After my meltdown, I put both girls in separate rooms for time out. I was so angry I couldn't even look at them. My older three were great, and helped me get everything cleaned up. I think they were worried I might be sent off to an insane asylum if things didn't get fixed. No matter what their motivation, they were so helpful, but, sadly enough, my daughter cut her finger on a piece of glass (only adding to my anger toward the younger two!).

After it was all cleaned up(which took 45 minutes, and got my clothes nice and sticky), I sat down, and tried to focus my thoughts. I called the little girls together to talk to them. Still angry, I explained to them how their disobedience had caused me great pain, and it had hurt them. They like to pretend that under our table is a "Choo-choo train" and they had an assortment of toys that were ruined in the ordeal. We talked about sin and how our sin hurts other people and ourselves. We talked about forgiveness and how love stays the same no matter. It was a great heart-to-heart.

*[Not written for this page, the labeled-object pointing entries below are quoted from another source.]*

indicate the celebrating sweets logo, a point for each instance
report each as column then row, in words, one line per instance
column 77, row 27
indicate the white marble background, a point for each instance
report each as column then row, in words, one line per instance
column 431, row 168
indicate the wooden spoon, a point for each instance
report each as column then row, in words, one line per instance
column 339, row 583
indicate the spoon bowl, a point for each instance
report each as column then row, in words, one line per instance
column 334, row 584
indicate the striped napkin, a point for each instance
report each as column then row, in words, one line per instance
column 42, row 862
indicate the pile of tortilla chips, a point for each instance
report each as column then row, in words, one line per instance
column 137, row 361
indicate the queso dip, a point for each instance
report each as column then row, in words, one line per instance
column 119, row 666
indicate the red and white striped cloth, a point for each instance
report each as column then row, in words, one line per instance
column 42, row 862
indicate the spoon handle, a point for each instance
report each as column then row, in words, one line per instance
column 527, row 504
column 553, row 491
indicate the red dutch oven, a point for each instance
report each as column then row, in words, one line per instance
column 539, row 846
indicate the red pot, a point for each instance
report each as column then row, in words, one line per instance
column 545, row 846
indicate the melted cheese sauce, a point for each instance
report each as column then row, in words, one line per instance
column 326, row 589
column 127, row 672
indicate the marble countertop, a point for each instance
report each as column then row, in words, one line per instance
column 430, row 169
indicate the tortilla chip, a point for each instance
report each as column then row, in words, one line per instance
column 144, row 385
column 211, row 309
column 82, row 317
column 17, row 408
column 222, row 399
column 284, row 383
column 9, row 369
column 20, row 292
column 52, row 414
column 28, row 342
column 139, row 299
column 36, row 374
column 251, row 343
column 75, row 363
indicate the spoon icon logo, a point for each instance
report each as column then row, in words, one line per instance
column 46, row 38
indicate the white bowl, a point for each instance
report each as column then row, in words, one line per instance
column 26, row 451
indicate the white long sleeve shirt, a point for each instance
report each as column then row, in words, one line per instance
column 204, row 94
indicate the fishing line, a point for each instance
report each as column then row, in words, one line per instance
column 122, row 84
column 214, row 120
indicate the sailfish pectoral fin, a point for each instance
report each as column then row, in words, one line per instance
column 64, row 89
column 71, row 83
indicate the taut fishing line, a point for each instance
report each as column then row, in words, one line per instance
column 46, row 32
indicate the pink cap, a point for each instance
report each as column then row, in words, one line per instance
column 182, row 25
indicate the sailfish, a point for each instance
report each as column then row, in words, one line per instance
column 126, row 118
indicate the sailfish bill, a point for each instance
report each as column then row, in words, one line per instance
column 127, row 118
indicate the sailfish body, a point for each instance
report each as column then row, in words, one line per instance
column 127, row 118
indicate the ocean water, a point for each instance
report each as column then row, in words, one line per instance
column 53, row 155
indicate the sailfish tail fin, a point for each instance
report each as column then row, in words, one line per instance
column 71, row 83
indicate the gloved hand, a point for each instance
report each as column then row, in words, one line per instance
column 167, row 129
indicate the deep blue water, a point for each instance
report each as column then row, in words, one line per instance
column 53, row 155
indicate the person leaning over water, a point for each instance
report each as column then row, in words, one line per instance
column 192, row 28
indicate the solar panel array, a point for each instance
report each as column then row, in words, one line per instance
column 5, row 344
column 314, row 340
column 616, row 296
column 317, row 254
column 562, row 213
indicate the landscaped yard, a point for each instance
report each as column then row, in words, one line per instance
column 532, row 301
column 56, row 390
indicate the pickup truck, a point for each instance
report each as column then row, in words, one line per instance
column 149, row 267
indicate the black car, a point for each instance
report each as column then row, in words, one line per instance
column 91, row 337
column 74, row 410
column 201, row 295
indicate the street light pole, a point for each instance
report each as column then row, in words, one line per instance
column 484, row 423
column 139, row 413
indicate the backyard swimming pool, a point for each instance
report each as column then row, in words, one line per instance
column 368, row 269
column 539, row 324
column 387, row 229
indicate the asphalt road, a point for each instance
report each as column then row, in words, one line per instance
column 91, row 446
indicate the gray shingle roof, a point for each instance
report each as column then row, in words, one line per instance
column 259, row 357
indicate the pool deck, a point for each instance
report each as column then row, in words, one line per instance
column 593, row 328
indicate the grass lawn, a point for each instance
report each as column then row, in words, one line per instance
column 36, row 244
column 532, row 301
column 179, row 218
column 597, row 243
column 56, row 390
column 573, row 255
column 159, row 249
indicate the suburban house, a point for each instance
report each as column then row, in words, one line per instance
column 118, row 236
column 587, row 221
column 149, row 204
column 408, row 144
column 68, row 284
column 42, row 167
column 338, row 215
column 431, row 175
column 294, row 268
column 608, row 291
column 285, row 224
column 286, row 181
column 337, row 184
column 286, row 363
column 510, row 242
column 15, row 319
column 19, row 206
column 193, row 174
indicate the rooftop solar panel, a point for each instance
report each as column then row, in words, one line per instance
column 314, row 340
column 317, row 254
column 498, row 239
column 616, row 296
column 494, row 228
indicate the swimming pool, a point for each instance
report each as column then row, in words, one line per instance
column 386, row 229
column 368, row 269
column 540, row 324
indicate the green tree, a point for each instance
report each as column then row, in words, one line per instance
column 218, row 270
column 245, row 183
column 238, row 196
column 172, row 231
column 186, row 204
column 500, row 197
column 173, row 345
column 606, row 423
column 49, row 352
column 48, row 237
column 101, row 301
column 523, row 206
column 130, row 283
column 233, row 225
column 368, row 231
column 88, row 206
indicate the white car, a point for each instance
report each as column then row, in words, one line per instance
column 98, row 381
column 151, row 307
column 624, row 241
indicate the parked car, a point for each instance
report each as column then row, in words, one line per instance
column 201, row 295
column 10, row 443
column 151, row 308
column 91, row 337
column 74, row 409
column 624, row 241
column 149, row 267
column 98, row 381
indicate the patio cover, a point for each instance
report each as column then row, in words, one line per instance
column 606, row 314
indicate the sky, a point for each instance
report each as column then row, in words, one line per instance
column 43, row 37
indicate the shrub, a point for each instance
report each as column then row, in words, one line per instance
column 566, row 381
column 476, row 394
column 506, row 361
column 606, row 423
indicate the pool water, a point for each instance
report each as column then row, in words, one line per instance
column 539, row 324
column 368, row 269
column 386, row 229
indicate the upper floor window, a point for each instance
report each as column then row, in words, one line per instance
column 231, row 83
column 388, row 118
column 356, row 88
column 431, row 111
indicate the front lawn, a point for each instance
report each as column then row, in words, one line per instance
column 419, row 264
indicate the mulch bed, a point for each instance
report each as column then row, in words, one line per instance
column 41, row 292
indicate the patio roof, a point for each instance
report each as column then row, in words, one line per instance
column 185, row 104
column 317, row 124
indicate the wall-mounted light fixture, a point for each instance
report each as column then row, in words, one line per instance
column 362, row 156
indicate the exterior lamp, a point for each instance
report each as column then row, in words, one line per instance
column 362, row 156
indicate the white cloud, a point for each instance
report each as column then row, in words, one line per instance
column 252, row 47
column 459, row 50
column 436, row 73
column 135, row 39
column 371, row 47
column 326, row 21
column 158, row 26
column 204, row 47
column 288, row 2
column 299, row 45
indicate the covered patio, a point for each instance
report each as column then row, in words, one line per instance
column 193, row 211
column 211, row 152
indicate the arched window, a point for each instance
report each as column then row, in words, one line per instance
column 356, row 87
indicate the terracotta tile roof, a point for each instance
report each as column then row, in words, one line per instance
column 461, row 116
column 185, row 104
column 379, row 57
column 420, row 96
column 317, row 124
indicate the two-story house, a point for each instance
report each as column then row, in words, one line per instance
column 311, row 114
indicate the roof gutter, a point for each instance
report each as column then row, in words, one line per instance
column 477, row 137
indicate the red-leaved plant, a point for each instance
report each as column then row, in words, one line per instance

Then I asked them what they thought.

The three year old looked at me and said, "Look mom! We match! I got jelly on my shirt and you got it all over your pants!"

My five-year-old said, "Should I put shoes on now?" I had told her she had to wear shoes to protect her feet in case I missed any glass. "I'll get my pink boots. They'll protect my feet and they look great with my jeans."

I'm so glad this was a learning experience for us all!

1 comment:

alison said... their comments after your 'deep' discussion. Since we are in the process of adopting our 3rd child (2nd SN) we hear 'how great we are' all of the time.....if only they could see me when I lose my cool for the 10th time in one day!!!!